Changing Values



This weekend I was told that I could choose three books out of nine to keep for my own. My two sisters would share the other six books. The books were all written by my great grandfather who in his time was a well known and popular author but with the passing of the years his books are really only read by students studying the minor Victorian novelists. I looked at the books. At first glance it was not easy to choose. There were none of the better and more famous novels amongst the group and none appeared to be of any financial value. And then I saw a handwritten inscription in one of the books that was repeated in two others. It said, “To my beloved son, Dudley, from Mother 1909.” Those were the books I chose and my heart was deeply touched.


Dudley was the grandfather I never knew; the father my father barely remembered. In 1914 Dudley, aged 21, signed up for the army. He died shortly after the end of the war as a result of wounds and TB from being in the trenches. 1909 was the year his father, my great grandfather died. I imagined my great grandmother giving the books to Dudley in the year of his father’s death as a remembrance, a keepsake – something of his father.
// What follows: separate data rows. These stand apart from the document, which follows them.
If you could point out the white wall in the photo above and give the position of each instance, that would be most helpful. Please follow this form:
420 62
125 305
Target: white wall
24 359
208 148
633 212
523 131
Thinking about my initial disappointment about none of the books being of any real cultural or material value later, I realised that I am much more pleased with this sense of being in touch with my never seen ancestors; literally in touch as I can run my finger over the signature of my great grandmother. Just as recollection in prayer at the end of the day often makes us wake up to something lovely in our day which we had not seen at the time, so this meditating on what was of value in these books makes me realise how much more special they are to me because they are, in their way, about relationship, the fundamental reason for being alive.


I come from a family of writers. The new books will go on the shelf alongside books by my mother and her mother and my father and his grandfather. These people are part of me and I am part of them and their simply being makes them of eternal value to me.